Q (number format) Multiply

Altera_Forum · ‎10-03-2012

I'm working on a project that uses a 32-bit accumulator, which it's input is a 32-bit step size (unsigned Q30.2) value. The accumulator can rollover when preforming a large number of iterations or working with a large step size. I need to be able to calculate the final value of the 32-bit accumulator overtime. The step size will be added to the accumulator every 8 ns. The number of iterations (8 ns increment) will be giving as a 32-bit clk_offset value.

Will the following code work?

amplitude = CONV_STD_LOGIC_VECTOR(CONV_INTEGER(CONV_INTEGER(intra_clk_offset) * CONV_INTEGER(step_size)), 32);

Since the step_size is a Q30.2 number, shouldn't I shift the value left?

Thanks,

Altera_Forum · ‎10-03-2012

Urgh. The problem of fixed point using non-fixed point libraries, and the use of non-standard legacy VHDL libraries. (and why o why does everything have to be a std_logic_vector - you can use integers and unsigned and any other type in ports you know)

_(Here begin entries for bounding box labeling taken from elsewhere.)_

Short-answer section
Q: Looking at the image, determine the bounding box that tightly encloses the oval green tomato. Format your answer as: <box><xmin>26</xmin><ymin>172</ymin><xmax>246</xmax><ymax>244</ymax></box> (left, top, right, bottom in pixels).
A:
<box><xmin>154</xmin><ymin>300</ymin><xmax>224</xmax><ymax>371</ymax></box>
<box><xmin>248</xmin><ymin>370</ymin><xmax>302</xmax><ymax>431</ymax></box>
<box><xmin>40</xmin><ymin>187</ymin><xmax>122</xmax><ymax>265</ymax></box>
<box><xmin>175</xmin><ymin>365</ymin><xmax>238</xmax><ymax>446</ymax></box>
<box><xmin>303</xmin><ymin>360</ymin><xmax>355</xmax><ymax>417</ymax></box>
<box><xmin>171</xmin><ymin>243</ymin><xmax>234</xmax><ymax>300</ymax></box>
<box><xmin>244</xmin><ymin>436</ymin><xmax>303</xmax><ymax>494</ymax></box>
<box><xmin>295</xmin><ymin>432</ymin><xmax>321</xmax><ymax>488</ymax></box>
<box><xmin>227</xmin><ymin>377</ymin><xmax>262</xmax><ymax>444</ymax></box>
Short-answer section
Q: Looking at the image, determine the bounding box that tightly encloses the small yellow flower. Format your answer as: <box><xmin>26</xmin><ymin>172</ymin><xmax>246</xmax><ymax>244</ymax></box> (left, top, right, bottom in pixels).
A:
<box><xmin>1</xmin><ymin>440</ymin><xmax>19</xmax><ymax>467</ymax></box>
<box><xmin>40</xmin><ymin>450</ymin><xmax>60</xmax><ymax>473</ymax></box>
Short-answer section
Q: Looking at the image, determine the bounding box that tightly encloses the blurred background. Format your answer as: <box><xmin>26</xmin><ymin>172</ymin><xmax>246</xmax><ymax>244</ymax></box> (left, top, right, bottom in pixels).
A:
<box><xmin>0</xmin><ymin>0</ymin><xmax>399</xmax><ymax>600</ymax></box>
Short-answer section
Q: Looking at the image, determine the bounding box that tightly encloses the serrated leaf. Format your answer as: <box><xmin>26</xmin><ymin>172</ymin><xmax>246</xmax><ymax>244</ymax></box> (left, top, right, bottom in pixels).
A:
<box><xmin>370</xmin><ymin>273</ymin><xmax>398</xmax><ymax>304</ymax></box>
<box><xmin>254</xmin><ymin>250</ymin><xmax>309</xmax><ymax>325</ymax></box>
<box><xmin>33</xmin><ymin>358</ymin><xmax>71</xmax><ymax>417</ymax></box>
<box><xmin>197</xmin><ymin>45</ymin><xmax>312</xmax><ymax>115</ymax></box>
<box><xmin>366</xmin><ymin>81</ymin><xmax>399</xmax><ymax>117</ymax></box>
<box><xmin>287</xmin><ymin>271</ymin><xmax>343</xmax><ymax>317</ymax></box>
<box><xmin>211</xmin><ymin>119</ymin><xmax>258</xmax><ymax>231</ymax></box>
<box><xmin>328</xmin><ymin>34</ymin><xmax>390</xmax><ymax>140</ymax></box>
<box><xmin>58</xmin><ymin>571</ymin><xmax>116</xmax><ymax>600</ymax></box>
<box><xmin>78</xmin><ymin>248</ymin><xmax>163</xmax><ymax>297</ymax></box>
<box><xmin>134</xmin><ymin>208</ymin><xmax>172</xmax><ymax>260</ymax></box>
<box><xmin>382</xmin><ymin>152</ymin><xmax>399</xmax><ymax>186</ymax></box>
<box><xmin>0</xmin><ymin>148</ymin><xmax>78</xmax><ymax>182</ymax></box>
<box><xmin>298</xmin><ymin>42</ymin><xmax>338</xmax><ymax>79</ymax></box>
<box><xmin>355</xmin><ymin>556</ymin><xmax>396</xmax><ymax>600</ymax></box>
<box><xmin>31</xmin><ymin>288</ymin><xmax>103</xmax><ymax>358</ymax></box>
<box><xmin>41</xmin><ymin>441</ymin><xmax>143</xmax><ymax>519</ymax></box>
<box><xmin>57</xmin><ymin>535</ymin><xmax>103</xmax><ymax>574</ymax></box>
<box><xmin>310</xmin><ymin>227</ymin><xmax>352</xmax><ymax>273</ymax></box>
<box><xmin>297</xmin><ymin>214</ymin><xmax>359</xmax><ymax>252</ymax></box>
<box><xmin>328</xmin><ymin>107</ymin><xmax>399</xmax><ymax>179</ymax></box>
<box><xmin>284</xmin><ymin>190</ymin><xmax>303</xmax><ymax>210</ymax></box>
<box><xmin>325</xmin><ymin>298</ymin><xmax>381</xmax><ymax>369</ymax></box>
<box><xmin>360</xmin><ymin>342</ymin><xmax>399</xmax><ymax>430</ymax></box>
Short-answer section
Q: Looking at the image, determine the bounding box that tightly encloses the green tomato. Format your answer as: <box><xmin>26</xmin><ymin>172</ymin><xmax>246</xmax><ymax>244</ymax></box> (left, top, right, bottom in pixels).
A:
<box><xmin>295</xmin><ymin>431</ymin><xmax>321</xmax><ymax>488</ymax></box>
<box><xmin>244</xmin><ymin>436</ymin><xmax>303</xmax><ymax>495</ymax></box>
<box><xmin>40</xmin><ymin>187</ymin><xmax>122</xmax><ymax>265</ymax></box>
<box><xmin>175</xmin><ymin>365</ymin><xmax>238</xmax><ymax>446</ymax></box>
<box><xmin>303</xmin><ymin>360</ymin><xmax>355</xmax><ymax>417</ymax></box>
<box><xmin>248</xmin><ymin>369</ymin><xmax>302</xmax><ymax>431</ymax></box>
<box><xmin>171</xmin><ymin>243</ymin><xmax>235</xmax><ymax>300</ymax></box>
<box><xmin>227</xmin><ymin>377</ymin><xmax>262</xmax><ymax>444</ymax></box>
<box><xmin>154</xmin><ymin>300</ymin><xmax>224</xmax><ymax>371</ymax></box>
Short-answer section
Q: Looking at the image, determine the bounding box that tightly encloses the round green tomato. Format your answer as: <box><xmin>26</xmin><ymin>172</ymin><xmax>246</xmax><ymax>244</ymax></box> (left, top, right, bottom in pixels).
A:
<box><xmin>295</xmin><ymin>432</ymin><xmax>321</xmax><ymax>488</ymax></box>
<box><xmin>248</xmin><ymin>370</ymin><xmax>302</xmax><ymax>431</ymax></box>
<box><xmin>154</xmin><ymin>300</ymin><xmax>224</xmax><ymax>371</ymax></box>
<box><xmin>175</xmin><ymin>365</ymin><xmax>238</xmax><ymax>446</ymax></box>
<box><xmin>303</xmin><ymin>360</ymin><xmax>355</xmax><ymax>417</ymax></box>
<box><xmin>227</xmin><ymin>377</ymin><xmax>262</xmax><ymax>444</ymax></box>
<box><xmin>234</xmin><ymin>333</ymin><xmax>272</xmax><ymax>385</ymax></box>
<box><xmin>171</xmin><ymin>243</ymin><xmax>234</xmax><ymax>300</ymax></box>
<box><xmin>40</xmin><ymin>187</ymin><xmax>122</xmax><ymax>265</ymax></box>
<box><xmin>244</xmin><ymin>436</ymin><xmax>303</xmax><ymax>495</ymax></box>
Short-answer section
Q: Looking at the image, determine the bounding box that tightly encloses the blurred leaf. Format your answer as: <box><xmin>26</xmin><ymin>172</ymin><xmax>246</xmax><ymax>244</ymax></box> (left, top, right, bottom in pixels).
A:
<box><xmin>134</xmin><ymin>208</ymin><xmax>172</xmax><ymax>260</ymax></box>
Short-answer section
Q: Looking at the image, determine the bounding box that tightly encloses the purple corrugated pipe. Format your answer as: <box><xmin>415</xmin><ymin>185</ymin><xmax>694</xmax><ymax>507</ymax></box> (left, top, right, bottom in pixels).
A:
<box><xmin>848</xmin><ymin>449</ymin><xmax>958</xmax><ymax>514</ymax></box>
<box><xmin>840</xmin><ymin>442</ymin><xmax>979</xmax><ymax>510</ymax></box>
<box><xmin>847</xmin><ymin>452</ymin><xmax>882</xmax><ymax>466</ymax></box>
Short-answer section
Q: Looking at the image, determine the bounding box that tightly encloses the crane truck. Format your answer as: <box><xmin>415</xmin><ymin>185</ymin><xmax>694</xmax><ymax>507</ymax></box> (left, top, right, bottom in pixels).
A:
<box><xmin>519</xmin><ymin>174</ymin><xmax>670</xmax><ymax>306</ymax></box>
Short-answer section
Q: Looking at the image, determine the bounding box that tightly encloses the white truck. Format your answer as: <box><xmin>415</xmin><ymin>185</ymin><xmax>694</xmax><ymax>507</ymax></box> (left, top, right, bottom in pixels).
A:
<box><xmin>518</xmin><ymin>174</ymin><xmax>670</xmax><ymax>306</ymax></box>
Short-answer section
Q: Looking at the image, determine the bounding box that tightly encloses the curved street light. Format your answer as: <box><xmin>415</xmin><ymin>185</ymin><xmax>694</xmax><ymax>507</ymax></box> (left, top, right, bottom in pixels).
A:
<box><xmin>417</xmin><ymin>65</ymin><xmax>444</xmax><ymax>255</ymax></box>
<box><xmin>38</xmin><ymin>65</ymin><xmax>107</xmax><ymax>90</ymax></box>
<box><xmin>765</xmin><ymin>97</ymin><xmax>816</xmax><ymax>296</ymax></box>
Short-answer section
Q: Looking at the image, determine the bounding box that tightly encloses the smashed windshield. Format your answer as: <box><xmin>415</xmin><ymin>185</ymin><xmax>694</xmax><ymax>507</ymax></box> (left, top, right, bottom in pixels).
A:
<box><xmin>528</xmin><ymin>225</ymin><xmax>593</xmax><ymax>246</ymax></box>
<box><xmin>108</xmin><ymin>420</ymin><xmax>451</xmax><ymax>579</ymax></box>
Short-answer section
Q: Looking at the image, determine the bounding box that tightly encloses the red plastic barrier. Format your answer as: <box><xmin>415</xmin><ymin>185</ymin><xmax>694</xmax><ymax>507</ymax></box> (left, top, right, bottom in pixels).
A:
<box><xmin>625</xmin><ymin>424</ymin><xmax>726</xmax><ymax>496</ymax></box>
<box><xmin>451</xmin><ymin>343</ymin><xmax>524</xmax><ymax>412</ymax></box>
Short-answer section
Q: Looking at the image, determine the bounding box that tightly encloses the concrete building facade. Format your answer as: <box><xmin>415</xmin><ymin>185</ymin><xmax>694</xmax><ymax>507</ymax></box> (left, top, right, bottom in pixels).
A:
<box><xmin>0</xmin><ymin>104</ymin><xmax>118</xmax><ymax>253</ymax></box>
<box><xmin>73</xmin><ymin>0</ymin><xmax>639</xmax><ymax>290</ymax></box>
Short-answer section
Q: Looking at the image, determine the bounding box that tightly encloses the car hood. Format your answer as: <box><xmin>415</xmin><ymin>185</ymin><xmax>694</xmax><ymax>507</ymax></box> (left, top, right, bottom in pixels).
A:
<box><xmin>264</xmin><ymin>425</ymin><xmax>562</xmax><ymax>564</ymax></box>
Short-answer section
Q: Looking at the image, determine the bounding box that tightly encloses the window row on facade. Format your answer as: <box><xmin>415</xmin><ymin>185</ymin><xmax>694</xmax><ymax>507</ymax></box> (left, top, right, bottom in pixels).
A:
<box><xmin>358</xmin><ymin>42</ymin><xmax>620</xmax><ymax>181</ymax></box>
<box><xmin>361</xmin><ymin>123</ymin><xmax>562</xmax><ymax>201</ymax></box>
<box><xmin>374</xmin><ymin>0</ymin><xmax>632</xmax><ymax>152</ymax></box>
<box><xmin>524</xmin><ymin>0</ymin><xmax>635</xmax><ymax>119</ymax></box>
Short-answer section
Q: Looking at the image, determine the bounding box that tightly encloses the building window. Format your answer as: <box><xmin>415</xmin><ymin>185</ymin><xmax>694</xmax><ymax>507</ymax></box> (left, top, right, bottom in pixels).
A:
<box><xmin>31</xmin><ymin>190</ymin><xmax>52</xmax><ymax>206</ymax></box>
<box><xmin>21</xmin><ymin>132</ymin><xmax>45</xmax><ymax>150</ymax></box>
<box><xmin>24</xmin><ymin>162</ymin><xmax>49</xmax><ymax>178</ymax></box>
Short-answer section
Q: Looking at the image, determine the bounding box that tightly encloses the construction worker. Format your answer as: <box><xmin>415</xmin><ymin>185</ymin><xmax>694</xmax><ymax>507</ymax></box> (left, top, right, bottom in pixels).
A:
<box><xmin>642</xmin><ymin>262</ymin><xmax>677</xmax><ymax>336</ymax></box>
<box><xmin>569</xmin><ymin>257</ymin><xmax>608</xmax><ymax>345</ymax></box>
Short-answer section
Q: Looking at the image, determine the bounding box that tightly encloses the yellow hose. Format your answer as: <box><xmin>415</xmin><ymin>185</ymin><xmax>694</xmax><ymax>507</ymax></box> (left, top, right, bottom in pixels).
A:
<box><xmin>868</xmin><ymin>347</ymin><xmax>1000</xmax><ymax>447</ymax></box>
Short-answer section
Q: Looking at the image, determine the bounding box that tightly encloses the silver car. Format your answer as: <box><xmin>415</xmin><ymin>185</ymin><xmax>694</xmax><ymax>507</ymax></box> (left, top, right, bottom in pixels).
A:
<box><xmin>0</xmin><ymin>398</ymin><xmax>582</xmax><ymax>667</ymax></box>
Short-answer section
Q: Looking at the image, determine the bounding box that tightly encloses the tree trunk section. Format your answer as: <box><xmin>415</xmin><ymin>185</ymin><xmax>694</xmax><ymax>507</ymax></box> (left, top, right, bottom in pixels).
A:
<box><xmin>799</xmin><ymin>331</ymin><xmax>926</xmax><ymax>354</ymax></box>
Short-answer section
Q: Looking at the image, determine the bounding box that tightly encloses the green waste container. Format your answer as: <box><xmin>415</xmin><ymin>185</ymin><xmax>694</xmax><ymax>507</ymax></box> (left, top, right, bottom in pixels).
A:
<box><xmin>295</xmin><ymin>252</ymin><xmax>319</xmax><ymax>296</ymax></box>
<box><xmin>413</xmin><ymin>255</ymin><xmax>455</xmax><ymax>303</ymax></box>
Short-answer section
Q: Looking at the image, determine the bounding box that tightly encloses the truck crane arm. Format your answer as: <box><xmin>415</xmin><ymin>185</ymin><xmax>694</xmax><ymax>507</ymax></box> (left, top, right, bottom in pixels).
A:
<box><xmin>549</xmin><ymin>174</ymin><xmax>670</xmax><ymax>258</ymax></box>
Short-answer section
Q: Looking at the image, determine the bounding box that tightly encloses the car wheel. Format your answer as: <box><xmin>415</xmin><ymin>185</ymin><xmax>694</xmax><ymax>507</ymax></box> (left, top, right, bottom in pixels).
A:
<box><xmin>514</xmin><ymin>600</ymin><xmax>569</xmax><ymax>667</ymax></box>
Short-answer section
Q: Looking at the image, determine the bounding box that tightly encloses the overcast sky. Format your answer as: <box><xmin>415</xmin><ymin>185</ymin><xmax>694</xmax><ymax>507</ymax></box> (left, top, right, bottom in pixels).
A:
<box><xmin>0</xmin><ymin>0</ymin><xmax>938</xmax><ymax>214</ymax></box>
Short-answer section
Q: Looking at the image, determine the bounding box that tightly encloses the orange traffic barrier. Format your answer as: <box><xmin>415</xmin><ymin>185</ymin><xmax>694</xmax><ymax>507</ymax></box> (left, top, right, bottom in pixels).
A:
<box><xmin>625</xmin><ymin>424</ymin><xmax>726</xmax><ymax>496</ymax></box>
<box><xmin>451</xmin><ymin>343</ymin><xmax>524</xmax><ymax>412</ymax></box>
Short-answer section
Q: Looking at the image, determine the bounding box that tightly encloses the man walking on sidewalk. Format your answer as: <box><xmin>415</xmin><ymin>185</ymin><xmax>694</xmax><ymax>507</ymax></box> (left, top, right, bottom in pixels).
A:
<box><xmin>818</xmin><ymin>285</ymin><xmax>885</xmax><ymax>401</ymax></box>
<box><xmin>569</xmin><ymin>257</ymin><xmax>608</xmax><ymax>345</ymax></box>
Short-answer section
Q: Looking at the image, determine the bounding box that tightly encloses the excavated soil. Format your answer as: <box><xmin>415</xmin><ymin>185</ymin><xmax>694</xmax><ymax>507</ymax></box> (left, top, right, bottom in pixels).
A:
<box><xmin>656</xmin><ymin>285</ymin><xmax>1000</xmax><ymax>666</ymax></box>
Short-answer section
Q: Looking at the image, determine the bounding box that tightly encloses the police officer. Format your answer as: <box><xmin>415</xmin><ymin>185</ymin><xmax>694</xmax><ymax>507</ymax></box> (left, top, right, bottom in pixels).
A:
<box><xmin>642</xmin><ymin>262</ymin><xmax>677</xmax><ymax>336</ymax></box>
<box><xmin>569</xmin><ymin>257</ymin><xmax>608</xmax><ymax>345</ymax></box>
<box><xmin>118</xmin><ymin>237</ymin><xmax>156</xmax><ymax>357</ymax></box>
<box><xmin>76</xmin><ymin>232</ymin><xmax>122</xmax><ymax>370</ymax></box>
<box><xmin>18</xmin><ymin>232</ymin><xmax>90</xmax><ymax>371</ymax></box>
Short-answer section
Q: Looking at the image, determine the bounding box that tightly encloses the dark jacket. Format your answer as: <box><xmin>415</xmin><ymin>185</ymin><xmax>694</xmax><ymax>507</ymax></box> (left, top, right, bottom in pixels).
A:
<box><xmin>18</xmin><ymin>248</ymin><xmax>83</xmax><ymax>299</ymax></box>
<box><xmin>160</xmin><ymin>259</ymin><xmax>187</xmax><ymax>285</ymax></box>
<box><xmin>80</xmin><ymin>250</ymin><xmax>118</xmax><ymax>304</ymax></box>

Anyway, back to code. You are going to overflow big time. If box tr_clk_offset and step_size are 32 bits, the output needs to be 64 bits, not 32., with a Q62.2 output.

PS. Have a look into the new fixed point VHDL libraries (Quartus may one day support the real VHDL 2008 files, but until then you can easily use the VHDL93 versions avaiable from www.vhdl.org/fphdl)

it allows you to do stuff like this:


signal tr_clk_offset : ufixed(31 downto 0);
signal step_size : ufixed(29 downto -2); --Q30.2
signal amplitude : ufixed(61 downto -2);
amplitude <= tr_clk_offset * step_size;

Look - no hideous type converting (which is what you get when you insist everything has to be a std_logic_vector. Btw, if you decide to use this package, you'll have to forget about using std_logic_unsigned, std_logic_signed and std_logic_arith and use numeric_std instead (which is only a good thing).

Altera_Forum · ‎10-03-2012

PS. No, you dont need to shift step_size, because its really just an integer with an implied 2^-2 offset. This means the output is Q62.2

Altera_Forum · ‎10-03-2012

Thanks for your help.

I'll consider using the package, but I'll need to convert all the code over.

If I continue down the same path using std_logic_vector, I understand that the product will be a Q62.2 value. How would I scale that value to be 32 bits? Would I use the upper 32-bits?

temp = CONV_STD_LOGIC_VECTOR(CONV_INTEGER(CONV_INTEGER(in tra_clk_offset) * CONV_INTEGER(step_size)), 64);

amplitude = temp(64 downto 32);

I know "CONV_STD_LOGIC_VECTOR" will not work with a 64 bit value, just using this as an example.

Altera_Forum · ‎10-03-2012

--- Quote Start ---

If I continue down the same path using std_logic_vector, I understand that the product will be a Q62.2 value. How would I scale that value to be 32 bits? Would I use the upper 32-bits?

--- Quote End ---

It 'depends' :)

I'll explain why with a simplified example ...

If you have 3-bits, you can represent the signed values -4, -3, -2, -1, 0, 1, 2, 3. If you scale them by 4, you get the Q0.2 numbers -1.0, -0.75, -0.5, -0.25, 0, 0.25, 0.5. 0.75.

If you multiply two of these numbers together, the largest value you can get is -1.0 x -1.0 = +1.0, and the smallest is 0.25 x 0.25 = 0.0625, so your product needs to have a Q1.4 representation.

In general, Qm1.n1 x Qm2.n2 = Q(m1+m2+1).(n1+n2).

However, if you don't like asymmetry, or like wasting bits, you can use a slight variation on the numbering scheme where you eliminate the most negative value, i.e., your signed-symmetric Q0.2 numbers are -0.75, -0.5, -0.25, 0, 0.25, 0.5. 0.75 (any -1.0 values in an input data stream are replaced with -0.75 values - a quantization error no worse than the one that happens to positive values). With this numeric representation at the input to your multiplier, you never get the product 1.0, so you can eliminate that bit when you bit-slice to convert your Q1.4 product back into Q0.2 format (or whatever narrower bit-width you plan on using).

In that case, you'd keep the MSB (the sign bit), drop the next bit (the bit needed to represent +1.0), and then keep the remaining bits you want to keep, and eliminate the LSBs.

Depending on your application, you might actually want to round the result before discarding the LSBs ... but thats another discussion.

Cheers,

Dave

Altera_Forum · ‎10-04-2012

--- Quote Start ---

I know "CONV_STD_LOGIC_VECTOR" will not work with a 64 bit value, just using this as an example.

--- Quote End ---

This is only because of the limitations of the integer type. If you kept it all in the unsiged (or even better for this application, the ufixed type) there are no limitiations.

Basically, to do what you want, you cannot use integers at all, because they are so large. You will get an overflow error when you try and similate because the result of multiplying the two integers is too large.